I'd missed their panel but later that night, in their hotel room, a very proud Ivy insisted that Sky show me her presentation. Folks, I said it then and I will say it again, I was totally blown away by what followed. I even went home and told Cory (who lives and dies by her presentations in her business) that Sky really had an incredible grasp of the potential lurking inside the PowerPoint software.

At the time, I'd never even attempted to do anything in PP--I had "people" who did that sort of thing. Since then, I've changed careers, left the "people" behind and taught myself PP. The more I work in it, the more I appreciate that original presentation of Sky's.

Good going!



Today would have been Jack Kirby's 91st birthday.

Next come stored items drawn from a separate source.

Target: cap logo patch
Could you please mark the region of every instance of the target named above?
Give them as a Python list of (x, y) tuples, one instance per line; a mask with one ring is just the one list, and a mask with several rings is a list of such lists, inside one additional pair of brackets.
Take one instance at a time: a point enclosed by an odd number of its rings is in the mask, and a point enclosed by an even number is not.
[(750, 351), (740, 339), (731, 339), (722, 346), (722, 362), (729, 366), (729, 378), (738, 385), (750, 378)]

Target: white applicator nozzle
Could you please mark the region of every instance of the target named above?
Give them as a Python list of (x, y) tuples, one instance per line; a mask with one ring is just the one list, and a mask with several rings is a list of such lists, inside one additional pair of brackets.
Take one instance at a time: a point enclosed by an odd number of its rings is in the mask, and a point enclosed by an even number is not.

The blogs are filled with all sorts of Kirby artwork that inspired and thrilled all the various blogger authors. I loved and was influenced by Jack's artwork as anyone else, but I am so under the gun with so many looming deadlines, that I decided to just get up out of my seat, turn around and put up the first piece of Kirby-ness that I could get my hands on. Here it is! Happy birthday Jack wherever your spirit may be soaring today!



1 comment:

Anonymous said...

The Kirby entry, the way you approached it, reminded me of something. At the time he passed away (1994?) I was working in a comics store. A customer, making small talk, said,"I guess this means all the Kirby stuff will go up in price now?" It took me a couple beats to think about it and I replied, "y'know, I don't think that's economically possible". As I explained to him, JK was more prolific than Picasso- the volume of original work he's done would fill a warehouse on its own, let alone the fact their they're perpetually favorite reprint material. If cost is determined by supply and demand, consider that the demand has barely fluctuated in thirty years and you'd be hard put to take even a fraction of the supply oout of circulation.
The fact that anyone working in comics could, like you've done, spit in any direction and hit random Kirby art fourteen years later means I was probably right. How he translates to coinage is irrelevant. He has become the coin of our particular realm.